08 January 2008

Daily Life: Shop Till You Drop

By Delia DeLeest

Making a quick trip to the grocery store is something we all do on a regular basis without much thought, but it wasn't that long ago when doing your weekly shopping was a bit more of a challenge.

Before Piggly Wiggly changed the way America shopped, a housewife made a trip to the dry goods store, the butcher, maybe a couple of fruit and vegetable vendors, among others before they had the food their families needed for the week. They would give their list to the person behind the counter, who would rush back and forth, filling their order. The new convenience foods of the twentieth century would change all that.

Piggly Wiggly opened in 1916 and became America's first true self-service grocery store. Customers were no longer at the mercy of less than ambitious store clerks or questionable products and weighing practices. Instead of waiting in line for their turn to have a clerk assist them, they could grab a basket, pick up everything they needed at their own pace, go through the new-fangled check-out lines and be back at home in no time.

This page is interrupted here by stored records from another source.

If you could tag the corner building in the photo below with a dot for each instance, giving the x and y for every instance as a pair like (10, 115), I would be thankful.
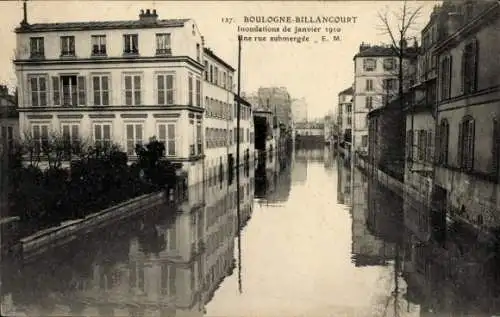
(114, 82)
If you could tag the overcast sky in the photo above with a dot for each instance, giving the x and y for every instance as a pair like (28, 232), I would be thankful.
(314, 71)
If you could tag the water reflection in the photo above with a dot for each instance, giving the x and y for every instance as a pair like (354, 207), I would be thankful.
(455, 276)
(337, 243)
(165, 263)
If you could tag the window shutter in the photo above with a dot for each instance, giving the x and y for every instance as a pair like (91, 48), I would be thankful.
(471, 134)
(496, 148)
(460, 144)
(476, 64)
(82, 96)
(56, 91)
(463, 77)
(450, 76)
(438, 149)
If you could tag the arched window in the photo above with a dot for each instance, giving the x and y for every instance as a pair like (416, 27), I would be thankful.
(469, 67)
(466, 131)
(443, 140)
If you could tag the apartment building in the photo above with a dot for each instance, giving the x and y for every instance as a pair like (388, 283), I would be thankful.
(116, 82)
(344, 114)
(375, 84)
(220, 103)
(468, 112)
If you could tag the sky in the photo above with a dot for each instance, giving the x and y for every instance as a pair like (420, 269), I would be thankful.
(315, 71)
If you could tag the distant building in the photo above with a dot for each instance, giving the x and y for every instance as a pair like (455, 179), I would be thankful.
(9, 117)
(468, 115)
(299, 110)
(375, 84)
(277, 100)
(344, 114)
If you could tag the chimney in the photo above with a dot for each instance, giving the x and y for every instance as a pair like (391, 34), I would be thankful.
(24, 22)
(148, 17)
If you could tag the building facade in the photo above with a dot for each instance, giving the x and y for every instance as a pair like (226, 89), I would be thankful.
(468, 112)
(375, 84)
(344, 114)
(299, 110)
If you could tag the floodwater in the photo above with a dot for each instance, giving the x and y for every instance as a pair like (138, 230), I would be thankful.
(315, 238)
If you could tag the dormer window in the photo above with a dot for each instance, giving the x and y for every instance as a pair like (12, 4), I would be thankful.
(369, 64)
(37, 47)
(389, 64)
(131, 44)
(163, 45)
(67, 46)
(98, 44)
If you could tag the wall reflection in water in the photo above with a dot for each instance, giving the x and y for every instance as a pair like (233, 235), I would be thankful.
(153, 265)
(452, 278)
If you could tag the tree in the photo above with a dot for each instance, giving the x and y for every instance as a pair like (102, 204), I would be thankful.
(399, 26)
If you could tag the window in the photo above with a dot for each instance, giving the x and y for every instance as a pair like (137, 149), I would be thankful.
(495, 148)
(8, 135)
(466, 143)
(102, 135)
(163, 44)
(98, 44)
(198, 92)
(445, 80)
(364, 141)
(37, 47)
(429, 147)
(369, 85)
(444, 134)
(389, 64)
(469, 67)
(369, 64)
(369, 102)
(422, 144)
(71, 89)
(132, 90)
(389, 84)
(192, 141)
(130, 44)
(71, 137)
(409, 145)
(67, 46)
(40, 133)
(100, 88)
(38, 91)
(134, 137)
(190, 89)
(166, 133)
(165, 88)
(199, 137)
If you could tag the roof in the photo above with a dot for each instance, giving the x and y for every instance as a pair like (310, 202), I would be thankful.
(210, 53)
(383, 51)
(99, 25)
(347, 91)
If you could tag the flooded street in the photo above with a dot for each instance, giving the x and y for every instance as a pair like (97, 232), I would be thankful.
(316, 240)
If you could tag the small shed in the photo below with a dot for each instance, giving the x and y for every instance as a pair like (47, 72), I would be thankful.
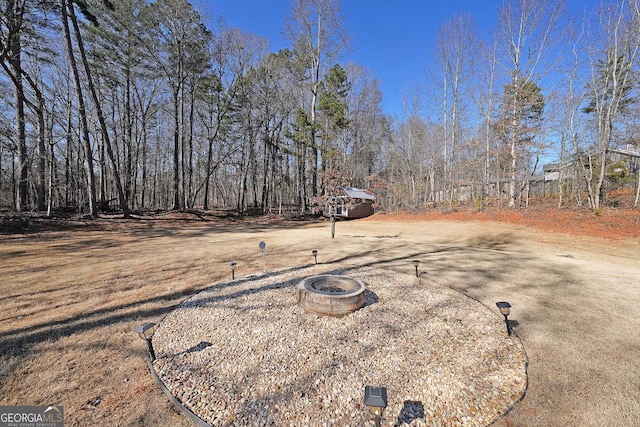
(352, 203)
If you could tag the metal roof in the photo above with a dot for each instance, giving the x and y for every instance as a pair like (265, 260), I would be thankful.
(358, 193)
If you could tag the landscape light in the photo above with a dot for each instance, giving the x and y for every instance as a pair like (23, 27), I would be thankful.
(375, 398)
(232, 266)
(505, 309)
(416, 263)
(145, 331)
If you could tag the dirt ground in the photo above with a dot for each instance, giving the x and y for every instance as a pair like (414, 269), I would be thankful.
(73, 291)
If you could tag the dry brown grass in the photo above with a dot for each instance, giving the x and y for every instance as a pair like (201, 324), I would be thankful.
(71, 298)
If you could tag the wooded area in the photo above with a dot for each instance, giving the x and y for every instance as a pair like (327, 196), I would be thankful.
(136, 105)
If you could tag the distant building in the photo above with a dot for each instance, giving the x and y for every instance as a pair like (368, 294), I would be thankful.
(352, 203)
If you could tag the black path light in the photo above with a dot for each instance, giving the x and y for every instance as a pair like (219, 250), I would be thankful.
(375, 398)
(505, 309)
(145, 331)
(232, 266)
(262, 246)
(416, 263)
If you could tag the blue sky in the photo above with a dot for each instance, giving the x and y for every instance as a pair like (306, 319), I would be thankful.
(393, 39)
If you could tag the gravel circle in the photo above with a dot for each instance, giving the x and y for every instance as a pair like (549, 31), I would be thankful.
(242, 353)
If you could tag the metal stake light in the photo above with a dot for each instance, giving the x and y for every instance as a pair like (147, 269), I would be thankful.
(505, 309)
(375, 398)
(232, 266)
(145, 331)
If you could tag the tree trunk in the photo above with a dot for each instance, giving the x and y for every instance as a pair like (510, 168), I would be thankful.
(96, 101)
(15, 53)
(86, 142)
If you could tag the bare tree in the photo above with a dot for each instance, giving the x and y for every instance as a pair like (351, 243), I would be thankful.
(315, 29)
(613, 56)
(528, 30)
(456, 52)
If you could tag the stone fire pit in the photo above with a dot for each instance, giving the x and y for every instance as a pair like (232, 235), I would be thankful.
(331, 295)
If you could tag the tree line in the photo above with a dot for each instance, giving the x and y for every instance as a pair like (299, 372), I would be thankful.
(137, 105)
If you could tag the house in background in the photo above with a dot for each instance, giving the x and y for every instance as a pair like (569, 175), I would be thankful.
(351, 203)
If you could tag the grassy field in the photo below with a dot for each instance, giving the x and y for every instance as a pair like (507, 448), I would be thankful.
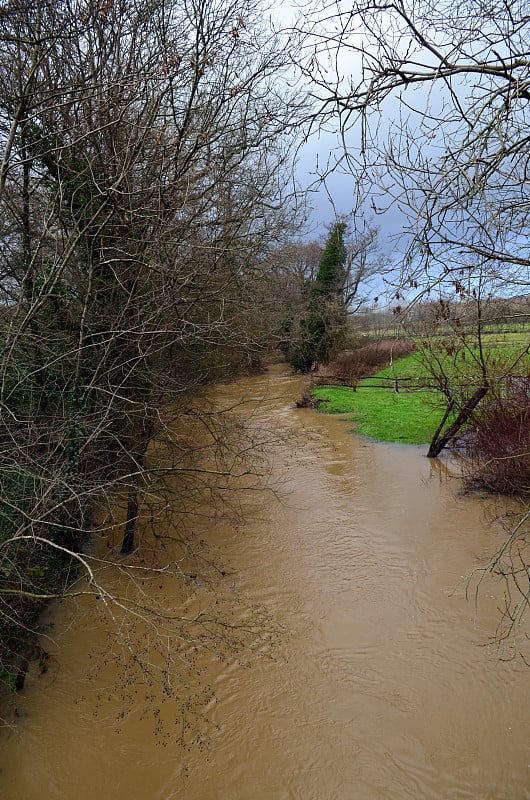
(412, 414)
(407, 417)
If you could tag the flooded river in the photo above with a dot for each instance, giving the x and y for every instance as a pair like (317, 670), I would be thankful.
(381, 686)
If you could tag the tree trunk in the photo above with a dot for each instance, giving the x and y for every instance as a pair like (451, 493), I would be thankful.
(127, 544)
(439, 442)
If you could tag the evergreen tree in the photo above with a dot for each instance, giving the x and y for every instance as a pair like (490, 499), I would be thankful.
(323, 329)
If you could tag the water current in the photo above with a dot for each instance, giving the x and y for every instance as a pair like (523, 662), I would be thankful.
(381, 686)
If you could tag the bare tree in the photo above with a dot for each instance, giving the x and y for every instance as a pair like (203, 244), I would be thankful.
(145, 167)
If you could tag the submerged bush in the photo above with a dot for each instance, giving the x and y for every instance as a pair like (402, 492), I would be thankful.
(497, 445)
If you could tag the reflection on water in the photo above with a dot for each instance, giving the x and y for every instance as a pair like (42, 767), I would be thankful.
(381, 686)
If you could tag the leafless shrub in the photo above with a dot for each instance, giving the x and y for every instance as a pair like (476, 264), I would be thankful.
(352, 366)
(497, 445)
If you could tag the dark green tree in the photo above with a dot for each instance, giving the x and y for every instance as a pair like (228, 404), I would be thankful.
(322, 331)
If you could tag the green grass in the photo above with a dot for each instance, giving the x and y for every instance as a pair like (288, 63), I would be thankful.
(412, 414)
(407, 417)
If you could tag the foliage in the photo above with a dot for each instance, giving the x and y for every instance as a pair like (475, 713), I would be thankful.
(496, 446)
(142, 173)
(405, 417)
(322, 330)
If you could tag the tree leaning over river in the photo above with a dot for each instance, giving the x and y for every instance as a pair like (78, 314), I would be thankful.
(145, 163)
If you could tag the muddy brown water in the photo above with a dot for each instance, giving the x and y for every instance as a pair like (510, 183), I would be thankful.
(381, 685)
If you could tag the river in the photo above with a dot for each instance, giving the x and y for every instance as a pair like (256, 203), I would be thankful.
(380, 685)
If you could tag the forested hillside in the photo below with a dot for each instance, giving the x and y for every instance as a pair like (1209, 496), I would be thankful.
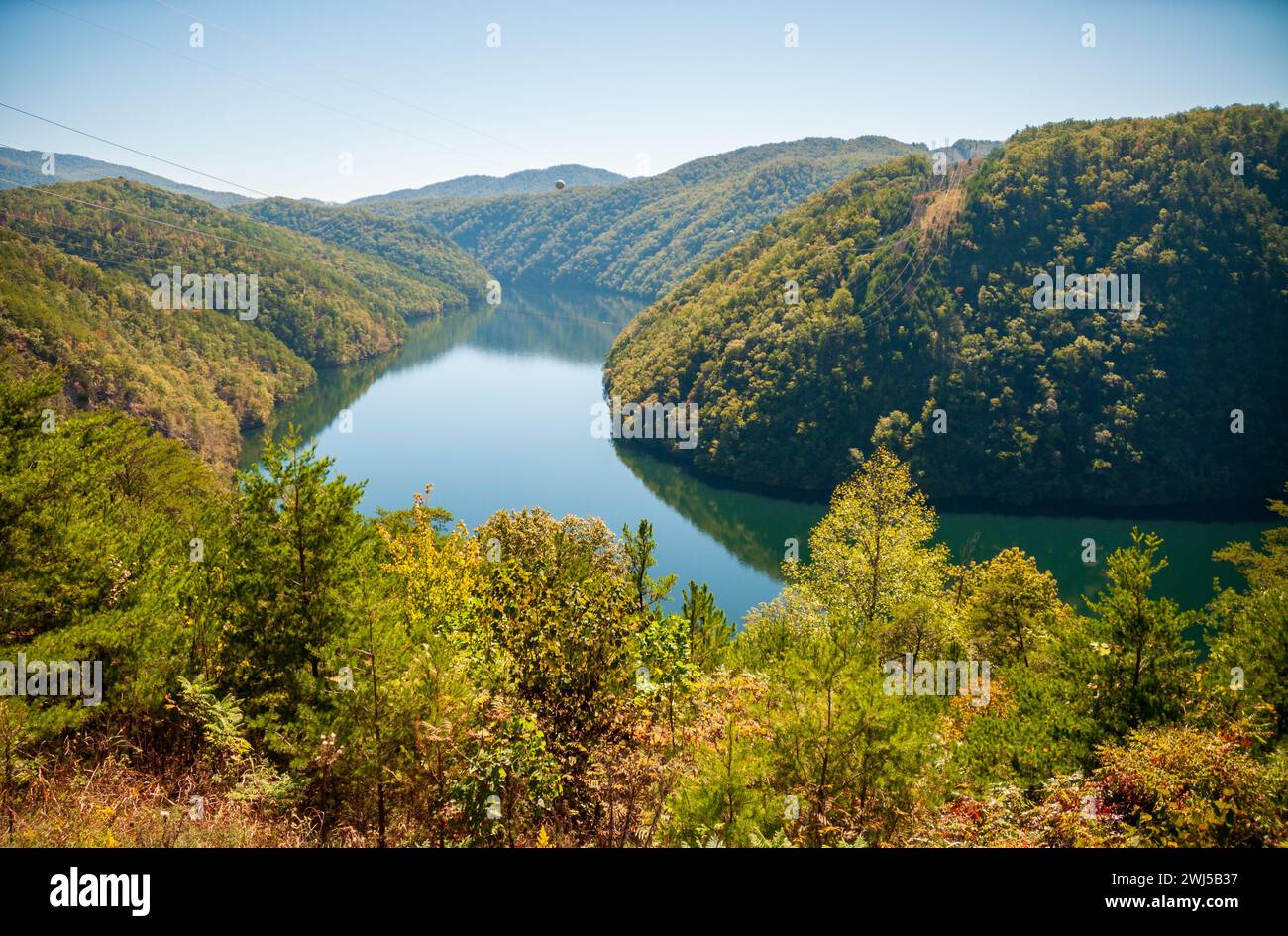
(643, 236)
(76, 294)
(24, 167)
(312, 676)
(529, 180)
(915, 313)
(413, 246)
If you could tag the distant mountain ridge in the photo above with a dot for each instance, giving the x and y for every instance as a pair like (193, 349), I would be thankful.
(22, 167)
(915, 322)
(527, 181)
(643, 236)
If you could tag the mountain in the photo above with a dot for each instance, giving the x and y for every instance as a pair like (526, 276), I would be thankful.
(967, 150)
(77, 295)
(915, 323)
(643, 236)
(24, 167)
(413, 246)
(488, 185)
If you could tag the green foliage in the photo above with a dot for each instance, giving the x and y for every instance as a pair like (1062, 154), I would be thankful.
(915, 295)
(76, 295)
(643, 236)
(320, 677)
(449, 275)
(291, 573)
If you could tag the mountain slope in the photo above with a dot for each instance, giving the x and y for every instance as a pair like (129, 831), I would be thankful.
(24, 167)
(915, 299)
(77, 292)
(527, 181)
(415, 248)
(643, 236)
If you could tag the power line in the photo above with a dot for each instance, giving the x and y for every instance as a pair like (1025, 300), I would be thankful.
(140, 153)
(265, 84)
(46, 189)
(366, 88)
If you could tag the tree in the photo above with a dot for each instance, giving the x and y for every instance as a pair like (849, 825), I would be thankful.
(872, 550)
(1138, 658)
(1012, 606)
(294, 566)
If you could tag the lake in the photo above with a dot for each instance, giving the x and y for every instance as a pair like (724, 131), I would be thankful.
(492, 407)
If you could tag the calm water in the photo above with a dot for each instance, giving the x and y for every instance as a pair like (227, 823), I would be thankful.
(492, 408)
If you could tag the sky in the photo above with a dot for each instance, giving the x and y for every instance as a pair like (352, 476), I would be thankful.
(336, 101)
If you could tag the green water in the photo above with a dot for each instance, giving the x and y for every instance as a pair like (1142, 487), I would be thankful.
(493, 408)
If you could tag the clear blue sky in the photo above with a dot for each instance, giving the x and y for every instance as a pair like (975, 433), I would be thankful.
(269, 101)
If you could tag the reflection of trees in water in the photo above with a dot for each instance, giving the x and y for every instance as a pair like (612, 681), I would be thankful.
(340, 386)
(752, 527)
(570, 325)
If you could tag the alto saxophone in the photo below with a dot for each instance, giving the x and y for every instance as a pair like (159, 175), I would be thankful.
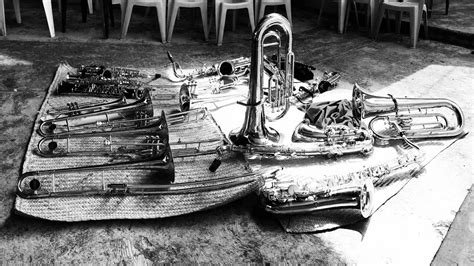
(296, 195)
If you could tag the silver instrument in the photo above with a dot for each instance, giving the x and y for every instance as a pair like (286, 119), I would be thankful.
(336, 140)
(254, 131)
(254, 137)
(408, 118)
(295, 195)
(83, 117)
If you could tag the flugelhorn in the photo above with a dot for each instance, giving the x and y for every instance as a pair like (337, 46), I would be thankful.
(235, 67)
(408, 118)
(277, 29)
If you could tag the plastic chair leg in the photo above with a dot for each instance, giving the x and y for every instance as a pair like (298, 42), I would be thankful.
(379, 22)
(3, 27)
(126, 20)
(425, 24)
(90, 5)
(16, 7)
(172, 20)
(217, 16)
(123, 7)
(48, 10)
(204, 22)
(288, 11)
(63, 15)
(398, 17)
(261, 11)
(320, 13)
(251, 17)
(342, 6)
(161, 14)
(413, 28)
(222, 17)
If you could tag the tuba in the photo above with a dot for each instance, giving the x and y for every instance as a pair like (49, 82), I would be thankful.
(408, 118)
(277, 29)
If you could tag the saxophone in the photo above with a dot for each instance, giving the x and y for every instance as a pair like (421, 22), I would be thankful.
(296, 195)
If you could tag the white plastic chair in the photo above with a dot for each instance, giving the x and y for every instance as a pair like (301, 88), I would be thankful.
(175, 5)
(416, 10)
(221, 8)
(262, 4)
(160, 9)
(16, 7)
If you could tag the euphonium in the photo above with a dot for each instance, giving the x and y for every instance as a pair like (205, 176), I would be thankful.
(336, 140)
(408, 118)
(274, 28)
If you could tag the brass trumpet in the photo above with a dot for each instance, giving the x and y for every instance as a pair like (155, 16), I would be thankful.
(138, 142)
(408, 118)
(79, 117)
(33, 184)
(115, 115)
(29, 187)
(101, 88)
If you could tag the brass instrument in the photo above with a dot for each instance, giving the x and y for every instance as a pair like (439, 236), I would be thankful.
(329, 81)
(137, 142)
(408, 118)
(197, 73)
(235, 67)
(103, 72)
(254, 137)
(101, 88)
(335, 140)
(30, 187)
(78, 116)
(296, 195)
(254, 131)
(160, 166)
(84, 117)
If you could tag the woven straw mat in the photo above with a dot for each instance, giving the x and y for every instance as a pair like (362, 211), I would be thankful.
(131, 206)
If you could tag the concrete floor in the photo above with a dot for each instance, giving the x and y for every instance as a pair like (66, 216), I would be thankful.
(235, 232)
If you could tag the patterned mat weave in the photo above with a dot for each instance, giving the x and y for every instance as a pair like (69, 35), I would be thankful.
(82, 208)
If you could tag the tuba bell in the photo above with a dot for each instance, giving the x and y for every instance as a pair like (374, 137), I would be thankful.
(408, 118)
(277, 29)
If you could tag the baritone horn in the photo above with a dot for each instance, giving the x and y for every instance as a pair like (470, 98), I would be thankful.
(272, 31)
(408, 118)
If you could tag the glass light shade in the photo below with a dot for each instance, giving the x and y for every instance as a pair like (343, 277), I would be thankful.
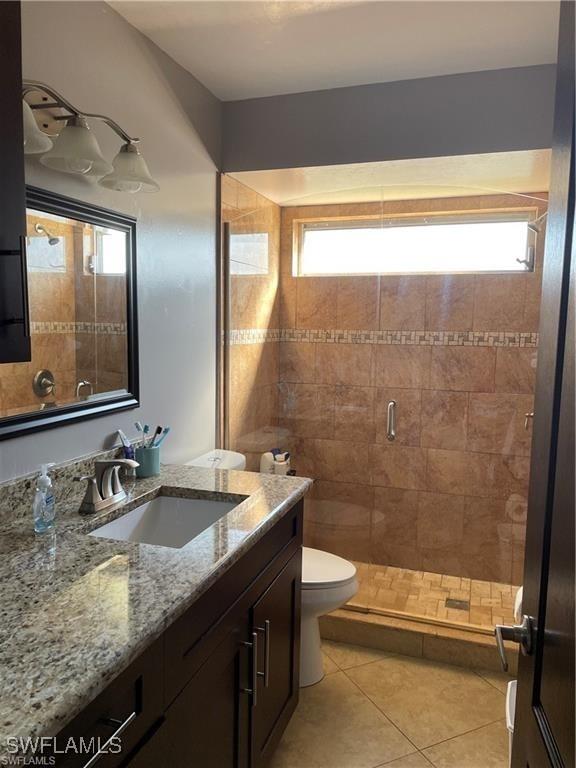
(130, 172)
(76, 151)
(35, 142)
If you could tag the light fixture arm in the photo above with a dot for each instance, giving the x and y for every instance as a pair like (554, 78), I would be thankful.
(62, 103)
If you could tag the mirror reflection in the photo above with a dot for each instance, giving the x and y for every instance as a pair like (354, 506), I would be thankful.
(77, 286)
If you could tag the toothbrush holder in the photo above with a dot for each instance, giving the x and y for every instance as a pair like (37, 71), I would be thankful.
(148, 460)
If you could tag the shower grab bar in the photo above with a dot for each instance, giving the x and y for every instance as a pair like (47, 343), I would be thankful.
(391, 421)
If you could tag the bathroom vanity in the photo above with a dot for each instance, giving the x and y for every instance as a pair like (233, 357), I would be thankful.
(189, 654)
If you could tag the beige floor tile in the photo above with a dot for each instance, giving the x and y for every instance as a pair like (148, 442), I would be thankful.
(336, 726)
(347, 656)
(485, 748)
(417, 760)
(428, 701)
(499, 680)
(329, 665)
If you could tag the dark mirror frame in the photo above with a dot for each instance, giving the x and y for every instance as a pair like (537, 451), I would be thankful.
(22, 424)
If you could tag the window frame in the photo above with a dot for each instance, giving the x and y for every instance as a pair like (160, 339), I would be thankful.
(417, 218)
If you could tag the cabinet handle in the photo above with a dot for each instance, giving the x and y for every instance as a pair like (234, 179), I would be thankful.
(391, 421)
(120, 730)
(266, 674)
(254, 690)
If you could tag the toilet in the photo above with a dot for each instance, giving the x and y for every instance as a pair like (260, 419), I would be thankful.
(219, 459)
(328, 582)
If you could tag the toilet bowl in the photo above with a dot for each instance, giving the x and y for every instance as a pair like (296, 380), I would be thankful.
(328, 582)
(219, 459)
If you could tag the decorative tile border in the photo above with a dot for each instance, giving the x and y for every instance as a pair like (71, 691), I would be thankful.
(113, 329)
(408, 338)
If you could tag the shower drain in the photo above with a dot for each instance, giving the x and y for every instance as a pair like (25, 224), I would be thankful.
(459, 605)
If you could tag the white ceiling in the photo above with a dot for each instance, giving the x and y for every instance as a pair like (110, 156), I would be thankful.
(242, 49)
(523, 172)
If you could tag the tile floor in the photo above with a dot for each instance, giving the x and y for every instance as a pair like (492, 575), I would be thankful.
(391, 590)
(376, 709)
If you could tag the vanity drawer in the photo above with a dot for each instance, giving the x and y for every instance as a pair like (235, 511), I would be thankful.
(128, 708)
(190, 640)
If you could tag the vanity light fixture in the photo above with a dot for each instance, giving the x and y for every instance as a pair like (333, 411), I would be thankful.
(75, 148)
(130, 172)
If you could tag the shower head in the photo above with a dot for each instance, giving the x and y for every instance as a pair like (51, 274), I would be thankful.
(41, 229)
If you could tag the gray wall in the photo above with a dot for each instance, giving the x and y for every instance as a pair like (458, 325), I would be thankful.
(102, 64)
(495, 111)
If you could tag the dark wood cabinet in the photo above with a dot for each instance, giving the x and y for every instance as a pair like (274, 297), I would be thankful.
(276, 622)
(207, 725)
(218, 688)
(14, 315)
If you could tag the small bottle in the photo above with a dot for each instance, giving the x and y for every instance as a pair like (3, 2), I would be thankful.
(44, 508)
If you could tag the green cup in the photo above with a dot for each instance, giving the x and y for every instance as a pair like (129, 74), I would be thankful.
(149, 461)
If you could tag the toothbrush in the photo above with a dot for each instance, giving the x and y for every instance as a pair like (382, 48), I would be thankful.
(164, 436)
(157, 433)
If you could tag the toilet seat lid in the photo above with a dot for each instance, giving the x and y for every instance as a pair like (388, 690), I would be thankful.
(321, 570)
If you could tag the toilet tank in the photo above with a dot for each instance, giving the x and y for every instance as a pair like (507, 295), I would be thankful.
(219, 459)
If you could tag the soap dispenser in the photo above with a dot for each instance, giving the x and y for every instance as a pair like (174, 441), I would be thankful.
(44, 508)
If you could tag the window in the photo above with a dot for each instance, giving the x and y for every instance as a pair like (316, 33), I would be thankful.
(494, 242)
(110, 252)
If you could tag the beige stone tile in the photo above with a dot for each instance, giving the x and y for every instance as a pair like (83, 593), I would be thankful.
(499, 302)
(496, 423)
(471, 655)
(444, 418)
(316, 302)
(477, 474)
(402, 303)
(398, 466)
(354, 414)
(400, 366)
(486, 747)
(347, 656)
(468, 369)
(408, 405)
(516, 370)
(449, 303)
(307, 410)
(371, 633)
(440, 523)
(416, 760)
(357, 303)
(428, 702)
(343, 364)
(342, 461)
(297, 361)
(336, 726)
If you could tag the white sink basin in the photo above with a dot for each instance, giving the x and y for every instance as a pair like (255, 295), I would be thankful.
(166, 521)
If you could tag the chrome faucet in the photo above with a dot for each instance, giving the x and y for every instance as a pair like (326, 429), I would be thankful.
(104, 488)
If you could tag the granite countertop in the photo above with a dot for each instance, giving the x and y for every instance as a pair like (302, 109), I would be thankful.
(75, 610)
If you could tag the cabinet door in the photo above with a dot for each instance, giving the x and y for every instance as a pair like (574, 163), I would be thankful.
(14, 319)
(208, 724)
(276, 620)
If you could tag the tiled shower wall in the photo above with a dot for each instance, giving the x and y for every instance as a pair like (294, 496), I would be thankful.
(456, 352)
(458, 355)
(254, 320)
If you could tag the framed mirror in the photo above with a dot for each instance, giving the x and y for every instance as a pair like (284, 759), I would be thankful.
(81, 266)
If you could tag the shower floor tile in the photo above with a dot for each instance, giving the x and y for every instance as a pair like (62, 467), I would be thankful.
(439, 598)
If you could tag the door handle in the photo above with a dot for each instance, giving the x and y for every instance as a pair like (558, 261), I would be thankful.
(517, 633)
(391, 421)
(266, 674)
(253, 692)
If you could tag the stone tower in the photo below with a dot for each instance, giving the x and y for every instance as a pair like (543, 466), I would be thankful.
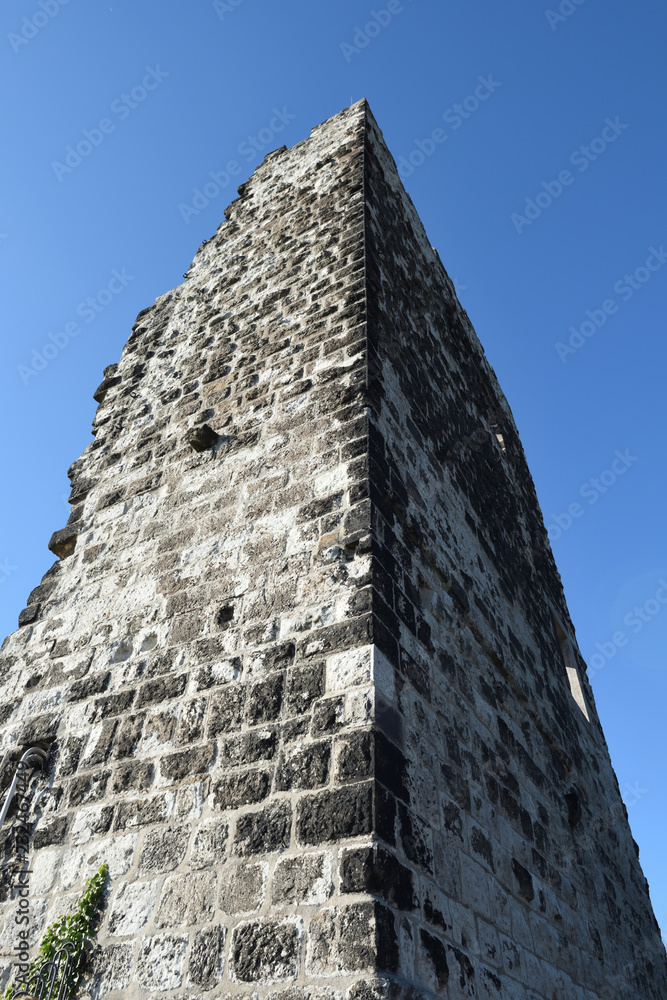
(303, 666)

In the past, the customer was at the mercy of the store owner. Dishonest practices such as adding chalk or other substances into flour, old milk or eggs and other types of food tampering were common. But with the development of Campbell's soup in 1897, Bird's Eye frozen foods in the 1920s, and various pre-packaged breakfast cereals during that same period, customers were assured of consistent quality and ease in preparation.

The time they saved in shopping and meal preparation, as well as other time-saving inventions like the vacuum cleaner and electric washing machines, gave the average women in the early 1900s free time known before to only the higher classes. In a roundabout way, these innovations brought about the emergence of such new activities as Mahjong and crossword puzzles.

A new, more efficient era had begun.